Cyclic guanosine monophosphate-dependent protein kinase is targeted to intermediate filaments and phosphorylates vimentin in A23187-stimulated human neutrophils.

作者信息

Pryzwansky K B, Wyatt T A, Lincoln T M

机构信息

Department of Pathology, University of North Carolina, Chapel Hill 27599-7525.

出版信息

Blood. 1995 Jan 1;85(1):222-30.

PMID:7803796
Abstract

The effects of the calcium ionophore, A23187, on human neutrophil activation were studied in relation to the signaling mechanism of cyclic guanosine monophosphate (cGMP)-dependent protein kinase (G-kinase). Immunocytochemistry demonstrated that G-kinase translocated from a diffuse localization in the cytoplasm to the cytoskeleton after stimulation with A23187. Over a period of 5 minutes, G-kinase was transiently colocalized with the intermediate filament protein, vimentin. At 3 minutes' stimulation with A23187, colocalization of G-kinase and vimentin was predominantly confined to filaments that extended into the uropod. The time of colocalization of G-kinase and vimentin was reduced in the A23187-stimulated cell from 3 minutes to 1 minute by 8-Br-cGMP. Coincident with colocalization was an increase in cGMP levels and transient phosphorylation of vimentin in adhered A23187-stimulated cells. Phosphorylation of vimentin was maximal after 3 minutes with A23187, and was essentially over at 5 minutes.
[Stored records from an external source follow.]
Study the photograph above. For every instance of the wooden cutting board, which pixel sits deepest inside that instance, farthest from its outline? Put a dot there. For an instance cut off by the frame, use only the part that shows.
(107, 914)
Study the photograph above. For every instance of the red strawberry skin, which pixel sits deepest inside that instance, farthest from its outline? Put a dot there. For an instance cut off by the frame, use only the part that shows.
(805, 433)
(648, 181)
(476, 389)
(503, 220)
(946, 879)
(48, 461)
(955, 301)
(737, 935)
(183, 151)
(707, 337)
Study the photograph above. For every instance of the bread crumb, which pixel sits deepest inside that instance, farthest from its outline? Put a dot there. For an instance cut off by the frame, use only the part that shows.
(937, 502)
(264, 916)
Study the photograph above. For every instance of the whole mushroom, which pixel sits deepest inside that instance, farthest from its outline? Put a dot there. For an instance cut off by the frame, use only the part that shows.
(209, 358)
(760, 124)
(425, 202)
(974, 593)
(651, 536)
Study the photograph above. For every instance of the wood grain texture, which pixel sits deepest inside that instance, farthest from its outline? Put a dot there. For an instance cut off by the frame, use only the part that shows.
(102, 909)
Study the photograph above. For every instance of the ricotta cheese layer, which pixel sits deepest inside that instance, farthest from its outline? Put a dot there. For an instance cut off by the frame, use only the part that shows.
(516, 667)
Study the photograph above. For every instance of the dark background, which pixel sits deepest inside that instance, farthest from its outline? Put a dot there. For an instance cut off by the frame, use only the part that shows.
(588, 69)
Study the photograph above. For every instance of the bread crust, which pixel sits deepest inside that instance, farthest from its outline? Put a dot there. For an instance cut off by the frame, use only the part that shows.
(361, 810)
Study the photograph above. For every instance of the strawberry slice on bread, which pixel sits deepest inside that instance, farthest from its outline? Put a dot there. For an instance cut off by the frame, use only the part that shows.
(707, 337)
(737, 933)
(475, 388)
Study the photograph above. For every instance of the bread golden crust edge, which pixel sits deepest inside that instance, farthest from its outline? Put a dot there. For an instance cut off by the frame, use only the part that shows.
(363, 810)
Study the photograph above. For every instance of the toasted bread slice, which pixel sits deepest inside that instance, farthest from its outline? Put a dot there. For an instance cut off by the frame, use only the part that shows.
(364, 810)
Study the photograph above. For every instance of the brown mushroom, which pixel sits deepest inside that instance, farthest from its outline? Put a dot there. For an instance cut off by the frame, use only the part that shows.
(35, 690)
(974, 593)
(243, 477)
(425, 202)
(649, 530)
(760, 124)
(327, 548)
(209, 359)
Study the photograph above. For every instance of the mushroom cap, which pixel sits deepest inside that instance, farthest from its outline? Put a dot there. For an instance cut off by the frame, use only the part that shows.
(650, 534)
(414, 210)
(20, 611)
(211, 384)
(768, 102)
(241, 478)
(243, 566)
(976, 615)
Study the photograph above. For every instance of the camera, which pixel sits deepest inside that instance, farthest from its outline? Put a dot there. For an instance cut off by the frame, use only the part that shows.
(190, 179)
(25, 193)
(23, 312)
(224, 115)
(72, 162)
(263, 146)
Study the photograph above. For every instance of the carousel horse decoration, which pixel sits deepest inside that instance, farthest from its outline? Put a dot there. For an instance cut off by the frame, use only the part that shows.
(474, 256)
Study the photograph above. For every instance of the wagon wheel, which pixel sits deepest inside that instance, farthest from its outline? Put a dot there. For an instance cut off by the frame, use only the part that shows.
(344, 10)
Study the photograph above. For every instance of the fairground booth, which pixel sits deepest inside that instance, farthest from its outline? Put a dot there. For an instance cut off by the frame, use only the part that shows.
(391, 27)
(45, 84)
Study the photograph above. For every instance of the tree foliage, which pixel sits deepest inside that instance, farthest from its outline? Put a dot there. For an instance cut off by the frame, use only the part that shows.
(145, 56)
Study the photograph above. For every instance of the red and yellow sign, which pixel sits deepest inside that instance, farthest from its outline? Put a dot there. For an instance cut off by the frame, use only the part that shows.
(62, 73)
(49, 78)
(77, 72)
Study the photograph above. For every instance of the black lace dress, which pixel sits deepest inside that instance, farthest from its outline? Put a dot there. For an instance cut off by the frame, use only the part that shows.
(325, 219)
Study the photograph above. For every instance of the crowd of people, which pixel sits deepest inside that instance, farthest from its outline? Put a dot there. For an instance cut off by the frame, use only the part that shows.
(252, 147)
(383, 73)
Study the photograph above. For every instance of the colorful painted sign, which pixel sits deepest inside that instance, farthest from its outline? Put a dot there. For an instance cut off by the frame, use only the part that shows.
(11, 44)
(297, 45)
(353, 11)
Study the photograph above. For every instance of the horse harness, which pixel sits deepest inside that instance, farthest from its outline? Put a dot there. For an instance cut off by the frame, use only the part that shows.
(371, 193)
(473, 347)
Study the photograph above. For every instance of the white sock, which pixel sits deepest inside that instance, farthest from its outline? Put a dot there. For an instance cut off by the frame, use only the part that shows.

The time of phosphorylation of vimentin was also reduced from 3 minutes to 1 minute when cells were preincubated with 8-Br-cGMP and then stimulated with A23187, which suggests that cyclic adenosine monophosphate (cAMP)-dependent protein kinase does not phosphorylate vimentin in A23187-treated neutrophils. Phosphorylation of vimentin was not observed in nonactivated cells treated only with 8-Br-cGMP. The presence of the protein kinase C inhibitors, staurosporine or H-7, did not inhibit vimentin phosphorylation in A23187-treated cells, which provides supportive data that protein kinase C is not the phosphorylating enzyme. These results suggest that vimentin and G-kinase are colocalized in a Ca(2+)-dependent manner in neutrophils, and that vimentin is transiently phosphorylated by G-kinase in response to the colocalization of the two proteins. The transient redistribution of compartmentalized G-kinase represents one type of neutrophil activation mechanism.

摘要

研究了钙离子载体A23187对人中性粒细胞激活的影响,并探讨其与环磷酸鸟苷(cGMP)依赖性蛋白激酶(G激酶)信号转导机制的关系。免疫细胞化学显示,用A23187刺激后,G激酶从细胞质中的弥散定位转移至细胞骨架。在5分钟内,G激酶与中间丝蛋白波形蛋白短暂共定位。用A23187刺激3分钟时,G激酶与波形蛋白的共定位主要局限于延伸至尾足的细丝。8 - 溴 - cGMP可使A23187刺激细胞中G激酶与波形蛋白的共定位时间从3分钟缩短至1分钟。在黏附的A23187刺激细胞中,与共定位同时发生的是cGMP水平升高以及波形蛋白的短暂磷酸化。用A23187刺激3分钟后波形蛋白磷酸化达到最大值,5分钟时基本结束。当细胞先用8 - 溴 - cGMP预孵育然后用A23187刺激时,波形蛋白的磷酸化时间也从3分钟缩短至1分钟,这表明环磷酸腺苷(cAMP)依赖性蛋白激酶不会使A23187处理的中性粒细胞中的波形蛋白磷酸化。仅用8 - 溴 - cGMP处理的未激活细胞中未观察到波形蛋白的磷酸化。蛋白激酶C抑制剂星形孢菌素或H - 7的存在并不抑制A23187处理细胞中波形蛋白的磷酸化,这提供了支持性数据,表明蛋白激酶C不是磷酸化酶。这些结果表明,波形蛋白和G激酶在中性粒细胞中以钙(2 +)依赖性方式共定位,并且响应于两种蛋白的共定位,波形蛋白被G激酶短暂磷酸化。分隔的G激酶的短暂重新分布代表了中性粒细胞激活机制的一种类型。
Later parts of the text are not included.